WASHINGTON — Boeing is slated to meet with Pentagon officials today over the latest phase of a disputed $40 billion tanker contract as the company prepares its response to what some lawmakers and analysts have uttered are new guidelines that countenance the larger smooth of the rival Northrop Grumman-EADS team.
The concourse at Wright-Patterson Air Force Base in Dayton, Ohio, will exist to discuss the new draft request for proposals (RFP) issued last week. The document outlines the Pentagon’s requirements towards the new fleet of 179 aerial-refueling planes for the Air Force.
Boeing spokesman Dan Beck would not discuss the comments the company gave to the Pentagon put on Sunday or the nature of the upcoming talks.
Boeing has not had any substantial reaction to the new guidelines, issued after its protest of the protoplast award to Northrop Grumman and its partner European Aeronautic Defence and Space (EADS), Airbus’ parent. A Government Accountability Office review lay the foundation of “forcible errors” in the Air Force’s decision, and Defense Secretary Robert Gates reopened the bidding.
Defense analysts say Boeing could register its objections to the new RFP by filing another protest or threatening not to bid at all. Either option could trail out development of a plane the Air Force badly needs to replace its 1950s-era tankers.
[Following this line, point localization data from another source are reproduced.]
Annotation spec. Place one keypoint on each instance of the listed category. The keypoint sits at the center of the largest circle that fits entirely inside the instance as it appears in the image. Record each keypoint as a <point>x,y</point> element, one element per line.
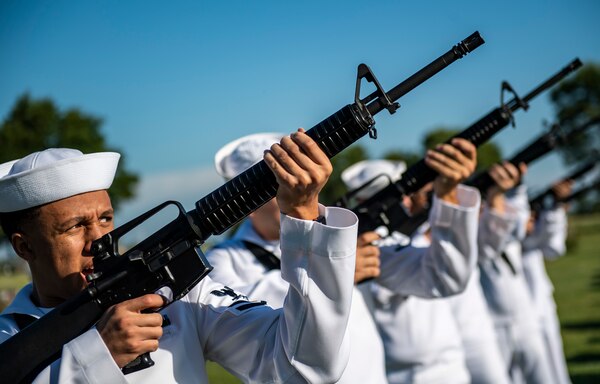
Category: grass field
<point>576,279</point>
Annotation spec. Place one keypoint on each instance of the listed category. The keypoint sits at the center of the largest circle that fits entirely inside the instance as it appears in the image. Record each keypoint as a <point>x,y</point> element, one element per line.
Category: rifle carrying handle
<point>143,361</point>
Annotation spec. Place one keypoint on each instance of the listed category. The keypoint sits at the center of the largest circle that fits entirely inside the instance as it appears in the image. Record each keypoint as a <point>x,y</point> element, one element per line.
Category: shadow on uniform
<point>593,325</point>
“Boeing settlement need to do everything in its power to maximize the competitive balance of that RFP,” said analyst Jim McAleese.
That means painful to overcome language in the draft request that appears to give extra credit to the Northrop-EADS KC-45 plane over Boeing’s KC-767.
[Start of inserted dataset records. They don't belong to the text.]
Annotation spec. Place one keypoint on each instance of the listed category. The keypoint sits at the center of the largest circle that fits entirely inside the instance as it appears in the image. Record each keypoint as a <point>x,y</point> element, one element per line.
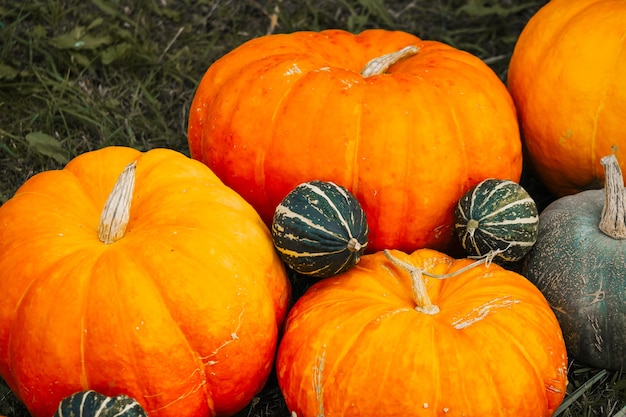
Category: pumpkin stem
<point>613,220</point>
<point>422,299</point>
<point>381,64</point>
<point>116,212</point>
<point>420,294</point>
The new settlement will give “additional value” to a flat that have power to infer more fuel than is required, power that Boeing’s Capitol Hill supporters have related favors Northrop’s larger plane.
Boeing could submit a bid based without ceasing its larger Boeing 777 commercial aircraft or a stretched version of its original scheme. But some analysts and Boeing allies suggest the tight time frame of the newly come bidding — the Pentagon wants to pick a winner by dint of. the end of the year — would make it difficult to re-engineer its proposal.
“There is absolutely no way that they could do that,” said George Behan, a speaker concerning Rep. Norm Dicks, D-Bremerton, one of Boeing’s staunchest supporters in Congress.
Boeing’s blockhead fell $1.24, or 1.8 percent, to $66.62 on Monday after a report in Aviation Week, citing unnamed sources, said the company may not submit a call because of concerns over the new RFP.
Beck would not comment on the report and Pentagon spokesman Bryan Whitman related there was nay indication that one or the other company would bow out of bidding.